Lui è stato ambiguo. Prima aveva rassicurato che andava tutto bene, ma poi era stato costretto a riconoscere: «Di sicuro a volte sento questa cosa all’anca. Devo capire esattamente di cosa si tratta ora, perché mi sembra un piccolo problema diverso da prima». Nel frattempo uscivano bollettini apocalittici sulla stampa: «Sinner: l’anca è allarme totale»; «L’anca dà problemi anche in America, cosa fare?!». Ha detto che non vuole rischiare nulla, ha ammesso di star attraversando un periodo difficile.

Ma dentro questa cappa umida di malessere e preoccupazione, continuava a vincere. Senza il gioco fiammeggiante di sempre, ma mostrando una delle più preziose qualità di un campione di tennis: la consapevolezza matematica delle proprie possibilità. Capire quando spingere e quando risparmiare. Ha sofferto il primo set contro Rublev. Ha iniziato la partita subendo un 3-0 inquietante. Poi si è svegliato dal torpore con un dritto lungolinea improvviso, che possiamo indicare come il colpo del torneo. Laddove ha sofferto di più, nei recuperi sul lato destro, è anche dove è riuscito, in certi momenti, a scrollarsi di dosso la polvere e a liberare l’energia sopita in vincenti gloriosi.

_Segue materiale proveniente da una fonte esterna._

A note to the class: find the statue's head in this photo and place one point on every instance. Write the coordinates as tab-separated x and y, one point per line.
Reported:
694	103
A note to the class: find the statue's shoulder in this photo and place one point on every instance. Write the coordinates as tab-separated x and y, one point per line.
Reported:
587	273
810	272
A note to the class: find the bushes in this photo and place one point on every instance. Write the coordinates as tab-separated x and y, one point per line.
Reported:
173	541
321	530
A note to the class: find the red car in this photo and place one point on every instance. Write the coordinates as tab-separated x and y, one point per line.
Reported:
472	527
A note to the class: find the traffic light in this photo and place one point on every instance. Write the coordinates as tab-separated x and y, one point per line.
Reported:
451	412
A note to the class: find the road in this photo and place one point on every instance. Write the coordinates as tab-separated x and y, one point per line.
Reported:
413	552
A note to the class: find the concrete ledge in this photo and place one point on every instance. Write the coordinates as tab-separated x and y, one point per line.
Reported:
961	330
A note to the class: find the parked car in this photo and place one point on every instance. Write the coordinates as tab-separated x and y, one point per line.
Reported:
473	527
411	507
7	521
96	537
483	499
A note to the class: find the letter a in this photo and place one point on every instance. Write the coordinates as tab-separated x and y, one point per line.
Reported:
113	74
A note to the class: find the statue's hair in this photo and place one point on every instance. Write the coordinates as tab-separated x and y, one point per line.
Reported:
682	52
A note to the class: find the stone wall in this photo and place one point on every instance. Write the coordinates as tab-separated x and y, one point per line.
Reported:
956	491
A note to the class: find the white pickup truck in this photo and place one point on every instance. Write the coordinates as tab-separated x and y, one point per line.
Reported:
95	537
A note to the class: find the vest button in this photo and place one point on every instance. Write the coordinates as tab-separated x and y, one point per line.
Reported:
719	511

Ha sofferto il primo set con Zverev, ma lo ha vinto uguale, non si sa come, vincendo punti irreali dopo i quali a malapena esultava. Su tutte, la palla del controbreak nel game in cui Zverev serviva per il set, quando ha tirato fuori una risposta miracolosa. C’è della fortuna, in una risposta del genere, ma riescono spesso a Sinner questo tipo di colpi fuori equilibrio, di puro istinto - e certo sono il prodotto delle sue superiori capacità di coordinazione.

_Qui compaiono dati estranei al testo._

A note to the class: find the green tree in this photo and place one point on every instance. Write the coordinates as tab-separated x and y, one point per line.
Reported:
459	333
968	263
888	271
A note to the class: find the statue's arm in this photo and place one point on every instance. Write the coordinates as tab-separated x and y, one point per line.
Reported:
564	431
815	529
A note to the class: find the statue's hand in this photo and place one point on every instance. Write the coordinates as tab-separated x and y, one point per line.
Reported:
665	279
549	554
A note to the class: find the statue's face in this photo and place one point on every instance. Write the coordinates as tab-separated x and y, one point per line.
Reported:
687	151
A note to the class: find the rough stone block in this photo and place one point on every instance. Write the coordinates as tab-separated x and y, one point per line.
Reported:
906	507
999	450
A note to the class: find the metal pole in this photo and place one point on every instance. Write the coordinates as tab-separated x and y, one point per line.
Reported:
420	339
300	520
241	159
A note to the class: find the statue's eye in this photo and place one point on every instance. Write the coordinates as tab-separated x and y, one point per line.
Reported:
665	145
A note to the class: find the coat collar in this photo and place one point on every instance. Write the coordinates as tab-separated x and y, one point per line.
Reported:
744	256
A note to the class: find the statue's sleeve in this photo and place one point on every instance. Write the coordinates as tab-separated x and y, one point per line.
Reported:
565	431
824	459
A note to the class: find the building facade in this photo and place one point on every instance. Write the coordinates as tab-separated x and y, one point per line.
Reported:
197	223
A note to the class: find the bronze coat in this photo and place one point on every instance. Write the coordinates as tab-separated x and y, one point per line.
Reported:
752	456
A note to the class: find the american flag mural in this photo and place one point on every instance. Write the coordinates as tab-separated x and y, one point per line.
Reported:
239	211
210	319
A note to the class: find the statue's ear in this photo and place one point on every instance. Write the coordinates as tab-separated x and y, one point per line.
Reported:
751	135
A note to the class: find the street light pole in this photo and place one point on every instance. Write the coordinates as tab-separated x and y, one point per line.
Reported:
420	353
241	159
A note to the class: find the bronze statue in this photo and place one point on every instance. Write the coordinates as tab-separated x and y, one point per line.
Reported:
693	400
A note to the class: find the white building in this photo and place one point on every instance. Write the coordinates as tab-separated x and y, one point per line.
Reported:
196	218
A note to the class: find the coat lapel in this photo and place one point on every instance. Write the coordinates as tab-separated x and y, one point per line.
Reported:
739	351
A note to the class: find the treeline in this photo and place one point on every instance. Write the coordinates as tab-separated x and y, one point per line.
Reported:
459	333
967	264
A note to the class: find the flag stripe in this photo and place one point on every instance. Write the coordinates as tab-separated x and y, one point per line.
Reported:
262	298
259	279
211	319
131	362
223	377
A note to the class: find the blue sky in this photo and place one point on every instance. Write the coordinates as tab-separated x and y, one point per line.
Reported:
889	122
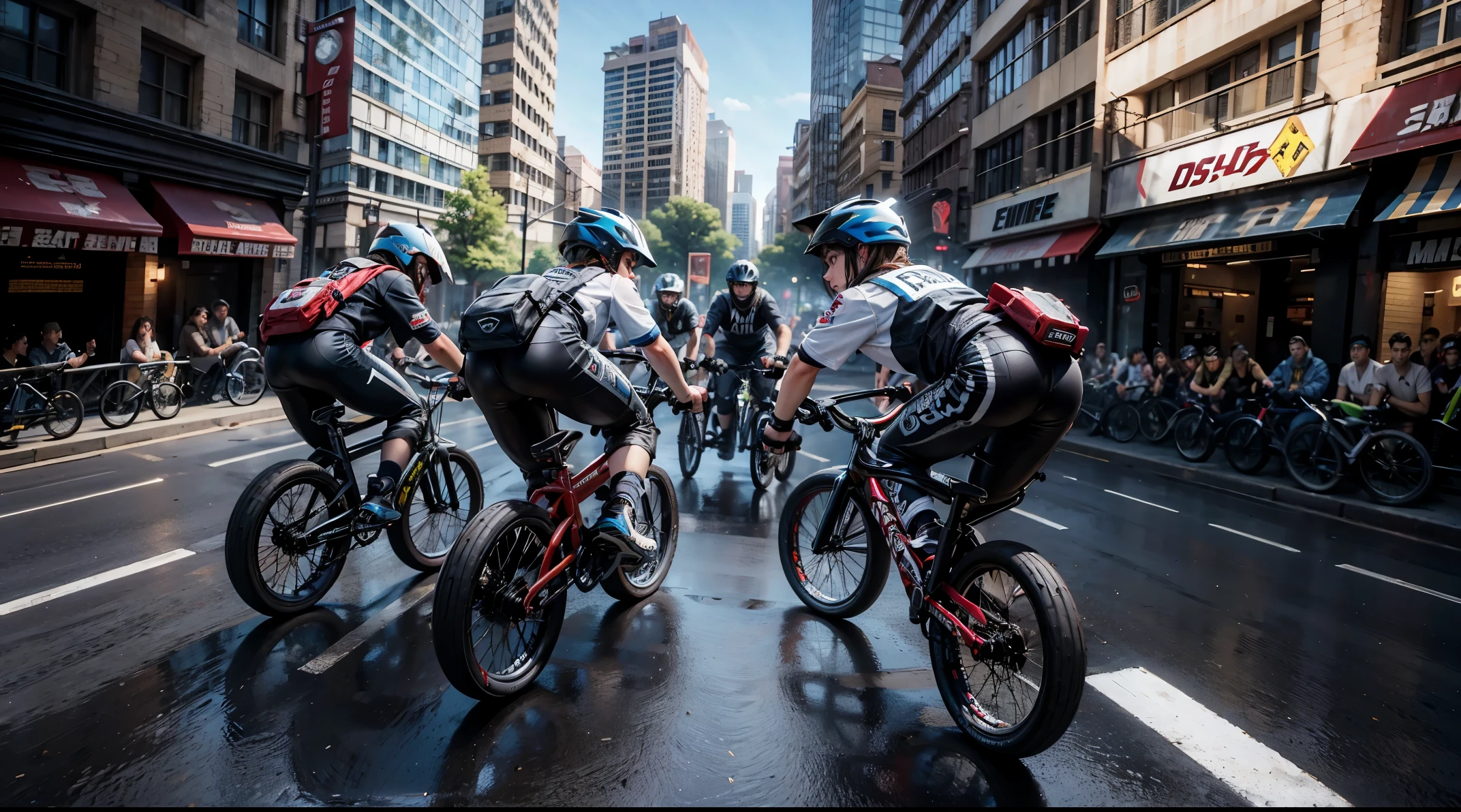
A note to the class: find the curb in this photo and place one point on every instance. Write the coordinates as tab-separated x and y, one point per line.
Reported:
1397	520
130	435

Poi ha perso il secondo set e sembrava finita. Zverev però non ha la sua lucidità quando la partita diventa combattuta, e si gioca punto a punto, e si arriva al tiebreak, dove Sinner può sempre tirarti una risposta fulminante. Per quasi tutta la partita Zverev ha raccolto i frutti dei suoi servizi in slice da destra e poi, nel punto più importante, Sinner si è mosso in anticipo e ha schiaffeggiato la palla lungolinea. Zverev è rimasto fermo vedendo scorrere la sconfitta. In finale contro Tiafoe ha giocato con meno energia del suo avversario per tutto il primo set. Arrivati alle fasi decisive, però, dove pochi punti fanno la differenza, vince sempre Sinner. Quando il punto diventava molto importante si spargeva nell’aria una sensazione di ineluttabilità, che Sinner avrebbe trovato il modo per vincere. Conosciamo questa sensazione, perché l’abbiamo provata spesso nelle partite dei campioni che hanno dominato questo gioco negli ultimi anni. Quando nel secondo set ha messo Tiafoe alle corde voleva assolutamente ottenere il doppio break. L’americano ha lottato per non concederlo, e forse Sinner avrebbe potuto lasciare andare. Avrebbe vinto lo stesso. Invece è rimasto attaccato a quel game come il cane all’osso, e poi ha sfondato Tiafoe con un ritmo sempre più incessante e un altro dritto vincente.

Vi ricordate com’era guardare Sinner qualche anno fa, ricordate la finale di Miami contro Hurkacz?

Era un giocatore diverso. Faticava a gestire i momenti del match, la velocità dei suoi colpi, le variabili tecniche ed emotive di una partita di tennis di alto livello. Non sembrava poi così vicino il momento in cui Sinner avrebbe aggiustato questi problemi. Era un tennista esuberante e dissipatore, mentre oggi è un miracolo di economia dell’energia. Un computer nella gestione delle proprie forze, dei saliscendi del punteggio. In questo torneo abbiamo visto i miglioramenti avuti nell’ultimo anno arrivare su un altro livello d’eccellenza. Senza supporto di una grande condizione, è stata ancora più visibile la capacità gestionale, l’intensità nei punti di inizio scambio. Delle risposte abbiamo già parlato ma Sinner non ha mai ottenuto così tanti punti diretti dal servizio. Nel primo set contro Tiafoe è arrivato addirittura in doppia cifra di ace. Ne ha sfornati 12 contro Zverev, 10 contro Rublev e 13 nella finale.

Non abbiamo visto il miglior Sinner possibile, ma è stato sufficiente per battere alcuni dei migliori giocatori al mondo. Un segno inequivocabile che è ormai su un’altra dimensione rispetto a tutti, tranne che a due - e sapete a chi mi riferisco. Nella race è ampiamente primo, dietro di sé il vuoto. Se volete considerarlo il migliore al mondo o no sono fatti vostri, lui nel frattempo è, chiaramente e inequivocabilmente, il numero uno della classifica mondiale.

Agli US Open ritroverà i suoi avversari più duri, e la lunghezza dei cinque set. Una misura che a Parigi e Londra è parsa eccessiva per il suo corpo. Lo ha ammesso lui stesso, con l’aria severa di chi ha bisogno di migliorare, dopo la vittoria: «Se voglio vincere lo Slam devo migliorare la mia condizione fisica».